THE FIX. The project – with roughly $450,000 earmarked for plumbing, $150,000 for a general contractor, $50,000 for engineering services, and $12,000 for an architect – was pricey, but Lafayette’s healthy $1.2 million reserve fund could absorb the hit without the need to assess shareholders or borrow money. Marengo and Silver convened the shareholders, unveiled the plan, and promised regular updates. Then they sweetened the deal with a gift. 

“We gave everyone a two-burner electric hotplate to boil water and do some cooking,” says Silver. 

They explained that the project would require sophisticated coordination. Work teams would proceed up each of Lafayette’s 23 apartment lines from the first to the sixth floor, spending about three days in each unit. They would open walls to expose pipes, reposition kitchen appliances when needed, install new piping, and repair and spackle the drywall. 
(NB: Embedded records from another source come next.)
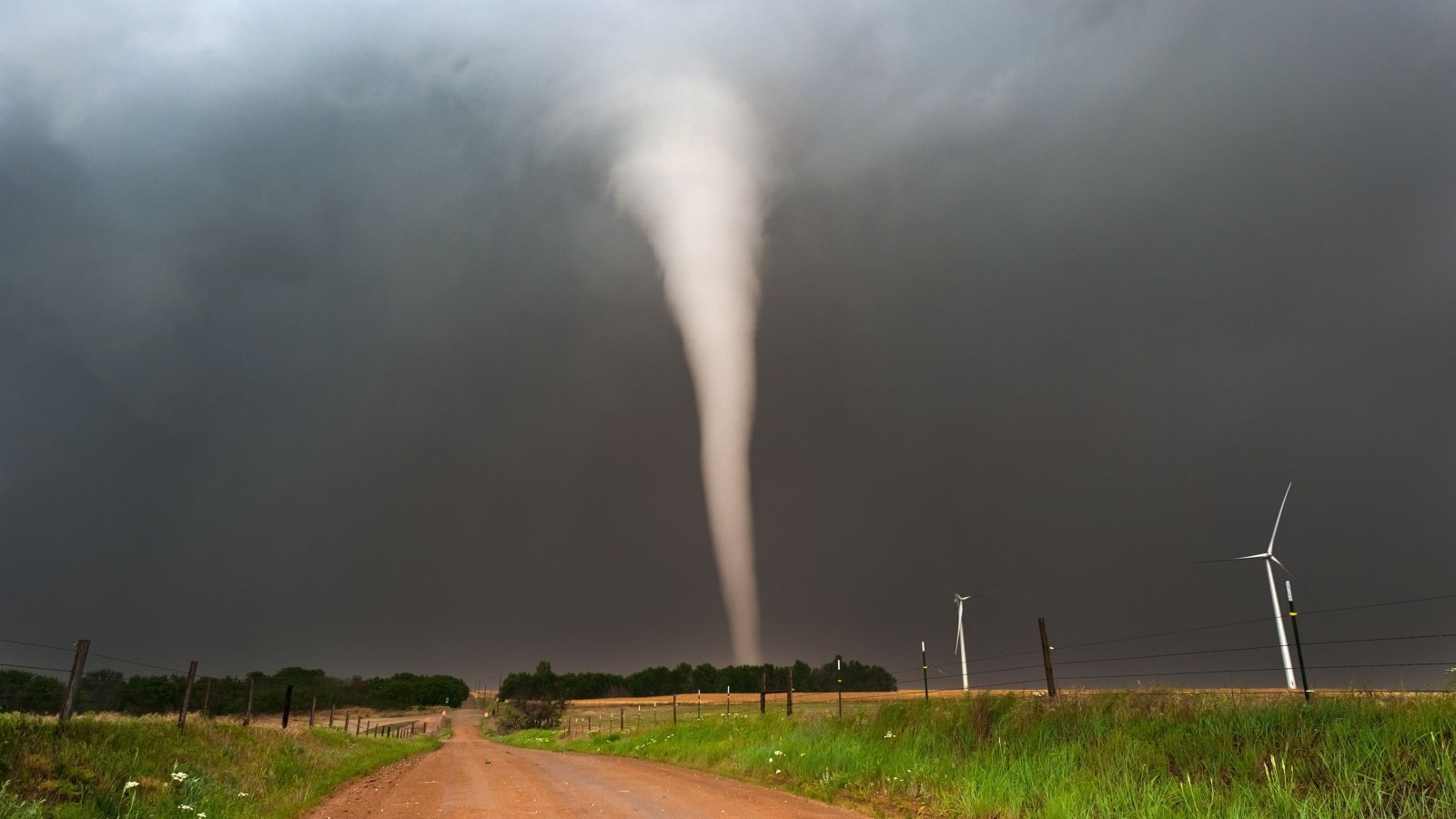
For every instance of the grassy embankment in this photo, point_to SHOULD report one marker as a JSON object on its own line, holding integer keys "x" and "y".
{"x": 230, "y": 771}
{"x": 1118, "y": 753}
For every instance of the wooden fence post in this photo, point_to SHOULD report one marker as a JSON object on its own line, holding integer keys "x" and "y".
{"x": 1046, "y": 658}
{"x": 75, "y": 683}
{"x": 288, "y": 704}
{"x": 187, "y": 694}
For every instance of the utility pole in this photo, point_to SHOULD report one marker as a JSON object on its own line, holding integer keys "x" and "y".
{"x": 925, "y": 672}
{"x": 1299, "y": 649}
{"x": 75, "y": 683}
{"x": 1046, "y": 656}
{"x": 187, "y": 694}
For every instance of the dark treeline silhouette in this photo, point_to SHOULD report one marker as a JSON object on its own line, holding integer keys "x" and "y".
{"x": 684, "y": 680}
{"x": 108, "y": 690}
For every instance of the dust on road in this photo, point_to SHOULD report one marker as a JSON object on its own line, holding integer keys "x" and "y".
{"x": 470, "y": 777}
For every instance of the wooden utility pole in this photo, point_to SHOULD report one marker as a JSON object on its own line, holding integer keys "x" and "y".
{"x": 839, "y": 685}
{"x": 187, "y": 694}
{"x": 925, "y": 672}
{"x": 1299, "y": 647}
{"x": 1046, "y": 658}
{"x": 75, "y": 683}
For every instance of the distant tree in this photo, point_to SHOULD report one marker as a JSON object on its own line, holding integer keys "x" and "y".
{"x": 705, "y": 678}
{"x": 101, "y": 690}
{"x": 535, "y": 700}
{"x": 157, "y": 694}
{"x": 29, "y": 693}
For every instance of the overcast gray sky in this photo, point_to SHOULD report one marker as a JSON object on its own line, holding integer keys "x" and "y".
{"x": 324, "y": 343}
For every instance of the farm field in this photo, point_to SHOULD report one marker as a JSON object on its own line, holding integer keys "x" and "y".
{"x": 128, "y": 767}
{"x": 1084, "y": 753}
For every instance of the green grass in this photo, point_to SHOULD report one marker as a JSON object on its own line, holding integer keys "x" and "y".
{"x": 232, "y": 771}
{"x": 1118, "y": 753}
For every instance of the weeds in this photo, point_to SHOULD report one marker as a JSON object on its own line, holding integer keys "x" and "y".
{"x": 1118, "y": 753}
{"x": 145, "y": 767}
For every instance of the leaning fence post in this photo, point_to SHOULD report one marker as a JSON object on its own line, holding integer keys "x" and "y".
{"x": 73, "y": 685}
{"x": 288, "y": 704}
{"x": 1046, "y": 656}
{"x": 187, "y": 694}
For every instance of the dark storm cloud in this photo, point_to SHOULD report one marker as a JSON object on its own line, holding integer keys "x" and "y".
{"x": 322, "y": 341}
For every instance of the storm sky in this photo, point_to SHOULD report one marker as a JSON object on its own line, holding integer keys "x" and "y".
{"x": 324, "y": 343}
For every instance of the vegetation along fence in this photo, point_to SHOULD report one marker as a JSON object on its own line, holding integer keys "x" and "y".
{"x": 296, "y": 693}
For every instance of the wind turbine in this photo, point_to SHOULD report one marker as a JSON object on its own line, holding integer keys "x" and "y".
{"x": 960, "y": 632}
{"x": 1270, "y": 561}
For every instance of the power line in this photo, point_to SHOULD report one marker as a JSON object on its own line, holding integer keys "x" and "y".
{"x": 1387, "y": 603}
{"x": 36, "y": 644}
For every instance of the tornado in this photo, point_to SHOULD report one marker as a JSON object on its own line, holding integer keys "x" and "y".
{"x": 691, "y": 171}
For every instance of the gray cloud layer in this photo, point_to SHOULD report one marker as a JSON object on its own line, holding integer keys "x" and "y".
{"x": 305, "y": 303}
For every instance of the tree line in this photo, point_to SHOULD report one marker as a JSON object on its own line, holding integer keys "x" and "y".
{"x": 686, "y": 678}
{"x": 108, "y": 690}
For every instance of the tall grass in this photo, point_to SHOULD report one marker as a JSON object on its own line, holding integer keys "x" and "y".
{"x": 1123, "y": 753}
{"x": 217, "y": 770}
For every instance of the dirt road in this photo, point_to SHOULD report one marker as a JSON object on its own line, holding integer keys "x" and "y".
{"x": 470, "y": 777}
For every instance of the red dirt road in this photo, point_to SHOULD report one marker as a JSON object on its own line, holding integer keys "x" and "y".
{"x": 470, "y": 777}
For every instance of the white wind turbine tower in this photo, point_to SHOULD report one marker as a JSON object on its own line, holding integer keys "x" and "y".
{"x": 1267, "y": 555}
{"x": 960, "y": 632}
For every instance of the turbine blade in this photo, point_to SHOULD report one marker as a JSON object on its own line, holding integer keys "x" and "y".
{"x": 1229, "y": 559}
{"x": 1279, "y": 516}
{"x": 1302, "y": 588}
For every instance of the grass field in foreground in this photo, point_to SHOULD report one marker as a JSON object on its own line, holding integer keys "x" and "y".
{"x": 213, "y": 770}
{"x": 1113, "y": 753}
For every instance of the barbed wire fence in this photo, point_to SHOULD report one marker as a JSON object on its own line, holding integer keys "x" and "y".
{"x": 1087, "y": 665}
{"x": 109, "y": 690}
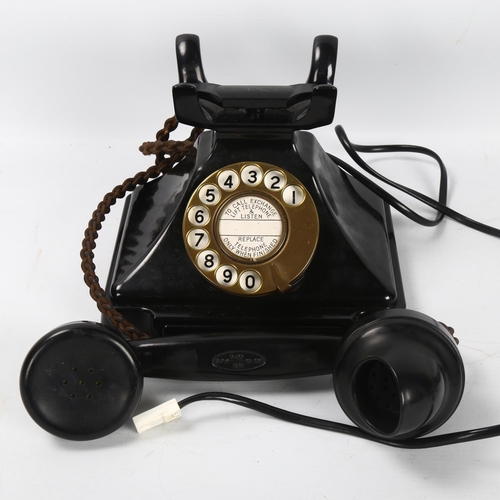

“Most people were cooperative,” says Silver. Some were not. Several shareholders hesitated or didn’t want crews in their apartments, so Silver pledged to assign a building employee to “babysit” units where shareholders were unavailable. And when a handful still balked, the board got tough. 

“We issued an ultimatum – a $1,000 fine per day of delay,” Marengo says. “The keys came flooding in.” 

Throughout the job, inspections and approvals were quick, construction delays were minimal, and mitigating factors – lead or asbestos – were blessedly absent.  The initial completion date of March 2020 moved to the current holiday season – three months ahead of schedule, and a scant 12 months after launch. 

THE KEY. The team credits collaboration, focus, and weekly project meetings for the success, along with monthly building-wide shareholder sessions, at which residents asked questions and the building team provided honest answers. 

“My advice to other boards is to coordinate early, stay on top of everything, and find the best contractors, plumbers, carpenters, and engineers possible,” says Marengo. “Then check in with everyone regularly.” 

Some people adapted almost too well to the shutdown. “One woman told me she’d gotten so good on the hotplate, she didn’t need her gas oven anymore,” Williams says with a laugh. She’ll have a working gas oven anyway. 

PRINCIPAL PLAYERS –  ENGINEER: Meszaros Engineering. PLUMBER: McCready & Rice Plumbing. ARCHITECT: Melone Architects. CONTRACTOR: Rite Way General Contracting. PROPERTY MANAGER: Charles H. Greenthal & Co.